Organization for Positive Action and Leadership president Roger Williams speaks about the lack of educational equity in Evanston. The group said suspensions of black students in Evanston/Skokie School District 65 significantly spiked this school year.

Jane Recker, Assistant Monthly Editor

Community members demanded that Evanston/Skokie School District 65 take more action to better serve black students at the Organization for Positive Action and Leadership’s Wednesday community meeting.

According to the district’s quarterly suspension report — which was released Jan. 22 — 45 black students in the district were suspended during the second quarter of 2018 compared to four white students. The number of suspensions for black students has nearly tripled compared to the second quarter of 2017.

Reasons for suspension can range from physical acts of violence to disruptive behavior, according to the report. But Ald. Cicely Fleming (9th) said the definition of disruptive behavior is different from teacher to teacher.

OPAL president Roger Williams said it was the organization’s job to hold the school district accountable for racial disparities and to advocate for better solutions. He noted that while Evanston as a whole has a high level of educational success, there are small groups of students who are struggling in school.

“It’s like a person who has five children and one of them has pneumonia,” he said. “What are you going to do? Are you going to ignore this one child? No, what every mother would do is focus on the one child.”

Chicago Public Schools teacher Jennifer Roden said when she was looking at which Evanston school she would send her child to, she found that there was roughly a 40 percent achievement gap between black and white students in the district.

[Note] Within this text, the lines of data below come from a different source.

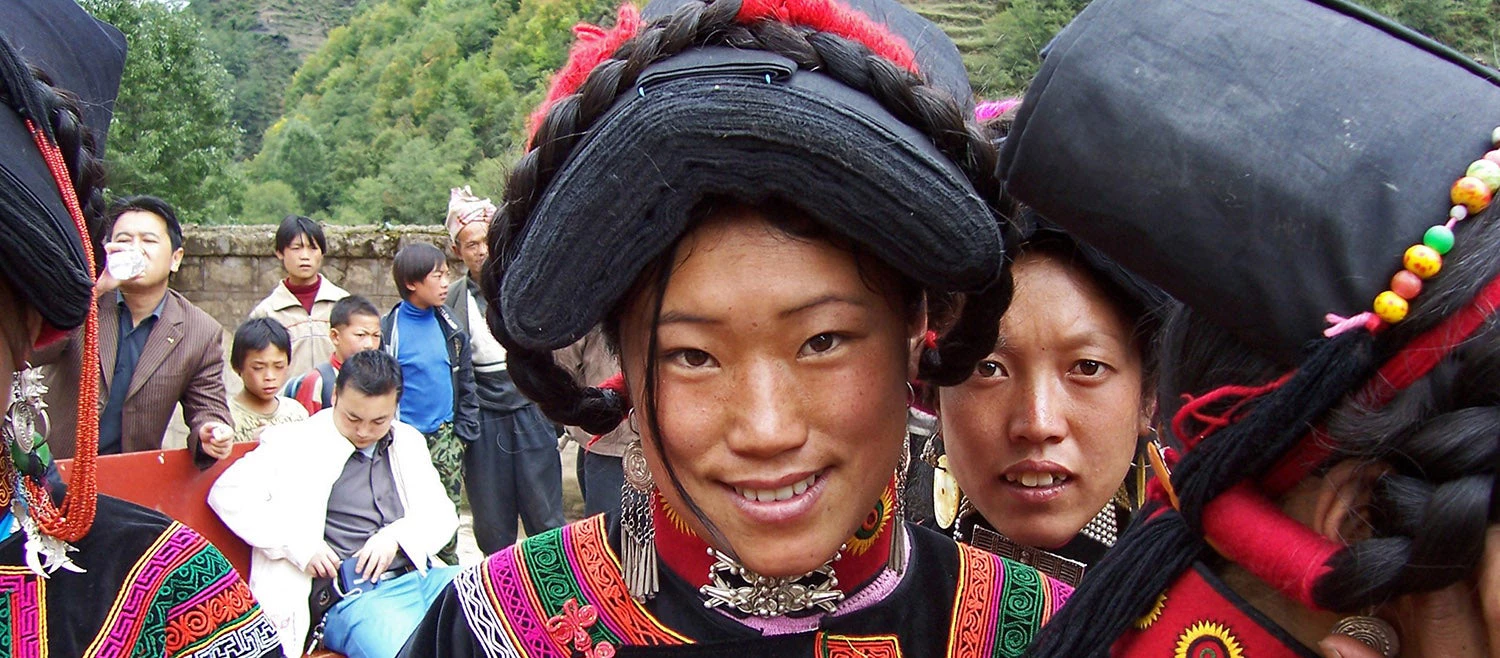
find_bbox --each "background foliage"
[81,0,1500,223]
[81,0,243,222]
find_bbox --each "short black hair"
[276,214,329,253]
[333,349,401,400]
[390,243,447,300]
[230,318,291,372]
[329,295,380,328]
[105,195,183,252]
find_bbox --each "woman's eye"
[1073,358,1109,378]
[974,361,1011,379]
[672,349,714,367]
[803,334,840,355]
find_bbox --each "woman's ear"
[1308,460,1391,543]
[1136,388,1157,436]
[906,303,927,381]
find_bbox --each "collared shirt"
[99,291,167,454]
[323,435,407,559]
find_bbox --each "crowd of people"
[0,0,1500,658]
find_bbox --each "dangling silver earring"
[1334,615,1401,658]
[620,437,660,601]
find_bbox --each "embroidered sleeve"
[152,526,281,658]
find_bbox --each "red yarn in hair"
[527,3,641,150]
[737,0,921,75]
[1203,483,1344,610]
[527,0,921,150]
[585,372,630,448]
[1263,276,1500,496]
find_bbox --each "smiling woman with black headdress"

OPAL member Martha Burns said the gap should not be this large if the district spends roughly $14,000 per student every year.

“When you think about the resources that we do have in the district … that we have everything and we still can’t close it, you have to look at something else,” she said.

However, OPAL has made two major improvements in District 65 recently, Williams said. After learning the achievement gap begins as early as preschool, the group formed a task force that will examine the efficacy of early education in the district and look into bringing in fresh leadership.

Williams said the group’s influence has also created two new positions in District 65 — executive director of black student success and equity instructional coach. He said the group will assist in the hiring process for these positions.

OPAL board secretary Alyce Barry said it’s easy to ignore equity problems, as people generally regard Evanston as “relatively woke.” She pointed out, though, that racism is real in Evanston: just last week, the N-word was carved into the playground equipment at Willard Elementary School, she said.

Fleming agreed that it’s important for community members to continue the fight toward equity in the city.

“Here in Evanston we somewhat think … we are racially in balance and everyone is singing ‘Kumbaya,’” she said. “We have to always be the ones to remind people that that is not the experience that a lot of people, particularly our students, are having in our schools.”